# Rounding errors?

#1

:~\$ ruby -e “p ((0.29)*100).to_i”
28

Really?! I know that digital storage of floating point numbers can lead
to things like this, but this one seems a little extreme to me.

:~\$ ruby -v
ruby 1.8.7 (2008-08-11 patchlevel 72) [i486-linux]

Cheers,
Pete

#2

Pete H. removed_email_address@domain.invalid writes:

:~\$ ruby -e “p ((0.29)*100).to_i”
28

Really?! I know that digital storage of floating point numbers can lead
to things like this, but this one seems a little extreme to me.
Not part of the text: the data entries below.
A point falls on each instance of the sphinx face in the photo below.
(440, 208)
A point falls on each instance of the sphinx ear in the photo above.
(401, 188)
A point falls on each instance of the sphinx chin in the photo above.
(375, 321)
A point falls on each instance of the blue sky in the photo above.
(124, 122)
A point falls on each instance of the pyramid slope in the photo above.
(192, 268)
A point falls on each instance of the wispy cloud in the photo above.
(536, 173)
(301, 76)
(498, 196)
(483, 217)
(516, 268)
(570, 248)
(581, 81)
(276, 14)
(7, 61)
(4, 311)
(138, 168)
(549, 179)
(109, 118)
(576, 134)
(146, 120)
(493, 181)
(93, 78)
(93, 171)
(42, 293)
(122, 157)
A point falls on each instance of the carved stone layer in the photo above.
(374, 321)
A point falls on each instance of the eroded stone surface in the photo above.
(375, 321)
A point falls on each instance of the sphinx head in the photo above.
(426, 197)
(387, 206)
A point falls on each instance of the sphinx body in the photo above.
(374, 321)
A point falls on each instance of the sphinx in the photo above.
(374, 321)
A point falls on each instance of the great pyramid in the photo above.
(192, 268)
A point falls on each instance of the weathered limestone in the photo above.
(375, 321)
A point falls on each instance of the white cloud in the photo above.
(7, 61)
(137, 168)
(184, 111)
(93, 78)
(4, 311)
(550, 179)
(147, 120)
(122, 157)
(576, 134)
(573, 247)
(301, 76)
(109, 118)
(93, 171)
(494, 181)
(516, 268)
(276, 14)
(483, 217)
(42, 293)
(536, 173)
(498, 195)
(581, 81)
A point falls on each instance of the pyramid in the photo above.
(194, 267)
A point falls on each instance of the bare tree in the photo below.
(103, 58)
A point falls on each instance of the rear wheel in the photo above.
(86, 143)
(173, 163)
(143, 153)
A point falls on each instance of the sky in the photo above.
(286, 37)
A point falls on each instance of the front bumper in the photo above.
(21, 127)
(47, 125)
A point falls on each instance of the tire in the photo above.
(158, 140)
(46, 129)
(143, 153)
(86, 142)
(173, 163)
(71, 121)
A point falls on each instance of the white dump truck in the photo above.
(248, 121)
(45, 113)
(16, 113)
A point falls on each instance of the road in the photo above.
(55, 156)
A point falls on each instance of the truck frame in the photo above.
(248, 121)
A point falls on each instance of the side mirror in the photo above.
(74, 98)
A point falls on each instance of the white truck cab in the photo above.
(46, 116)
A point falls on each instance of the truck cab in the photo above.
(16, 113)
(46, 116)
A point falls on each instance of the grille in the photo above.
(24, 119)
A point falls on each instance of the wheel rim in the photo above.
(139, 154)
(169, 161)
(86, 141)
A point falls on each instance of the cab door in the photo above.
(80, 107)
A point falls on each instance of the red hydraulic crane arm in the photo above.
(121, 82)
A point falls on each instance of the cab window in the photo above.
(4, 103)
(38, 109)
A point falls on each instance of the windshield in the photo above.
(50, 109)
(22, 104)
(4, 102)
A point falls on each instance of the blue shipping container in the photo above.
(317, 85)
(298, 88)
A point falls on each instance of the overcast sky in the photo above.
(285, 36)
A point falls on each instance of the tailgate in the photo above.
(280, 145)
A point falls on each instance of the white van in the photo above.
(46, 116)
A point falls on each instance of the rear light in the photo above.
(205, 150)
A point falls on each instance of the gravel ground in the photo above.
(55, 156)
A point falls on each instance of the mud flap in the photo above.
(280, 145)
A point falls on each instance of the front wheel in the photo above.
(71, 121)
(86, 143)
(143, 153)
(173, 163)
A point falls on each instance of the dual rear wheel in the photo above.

You may try a true Lisp instead of a Matzacred Lisp:

\$ clisp -q -norc -x ‘(values (truncate (* 0.29 100)))’
29

#3

On Jun 5, 2009, at 10:07 PM, Pete H. wrote:

:~\$ ruby -e “p ((0.29)*100).to_i”
28

Really?! I know that digital storage of floating point numbers can
to things like this, but this one seems a little extreme to me.

sprintf “%0.30f”, 0.29
=> “0.289999999999999980015985556747”

sprintf “%0.30f”, 0.29*100
=> “28.999999999999996447286321199499”

sprintf “%0.30f”, (0.29*100).to_i
=> “28.000000000000000000000000000000”

If you want to really understand what is going on:
http://docs.sun.com/source/806-3568/ncg_goldberg.html

Gary W.

#4

Pascal J. Bourguignon wrote:

\$ clisp -q -norc -x ‘(values (truncate (* 0.29 100)))’
29

There’s nothing strange here, just IEEE floats, which don’t represent
every decimal float:

irb(main):001:0> (0.29)*100
=> 29.0
irb(main):002:0> ((0.29)*100).to_i
=> 28
irb(main):003:0> ((0.29)*100).round
=> 29
irb(main):004:0> ((0.29)*100).floor
=> 28
irb(main):006:0> “%20.18f” % ((0.29)*100)
=> “28.999999999999996447”
irb(main):007:0> “%20.18f” % 0.29
=> “0.289999999999999980”

#5

On Jun 5, 2009, at 7:15 PM, Pascal J. Bourguignon wrote:

\$ clisp -q -norc -x ‘(values (truncate (* 0.29 100)))’
29

Pascal B.

The result of the calculation is undefined in pretty much any
language. The loose definition of the expression is “return a value
100 times a value approximating 29 and truncated to an integer using
the algorithm of your choice.” So, you claim the only right answer
must be the one yielded by Lisp. However, the correct answer is: The
result of evaluating this expression is implementation-specific.

In C:

#include <stdio.h>

int main(void) {
double d = 0.29;
float f = 0.29;

printf(“double truncated to integer is: %i\n”, (int)(d * 100));
printf(“float truncated to integer is: %i\n”, (int)(f * 100));

return 0;
}

Would ANSI[1] C results be correct enough to be used as a gold
standard? Well, if so, the result of the program above is:

\$ ./foo
double truncated to integer is: 28
float truncated to integer is: 29

The moral of the story is not “use Lisp”. The moral is use floating
point numbers with great care. Oh, geez, I totally forgot, this is a
Ruby list, not a C list.

[1] gcc version 4.0.1 (Apple Inc. build 5488)

#6

On 06.06.2009 05:46, s.ross wrote:

The result of the calculation is undefined in pretty much any
language. The loose definition of the expression is “return a value
100 times a value approximating 29 and truncated to an integer using
the algorithm of your choice.” So, you claim the only right answer
must be the one yielded by Lisp.

Agreed. And, btw, with BigDecimal even Ruby comes up with more
“natural” results:

require ‘bigdecimal’
x = BigDecimal.new “0.29”
x *= 100
puts x
printf “%f %10.8f\n”, x, x

->

0.29E2
29.000000 29.00000000

However, the correct answer is: The
result of evaluating this expression is implementation-specific.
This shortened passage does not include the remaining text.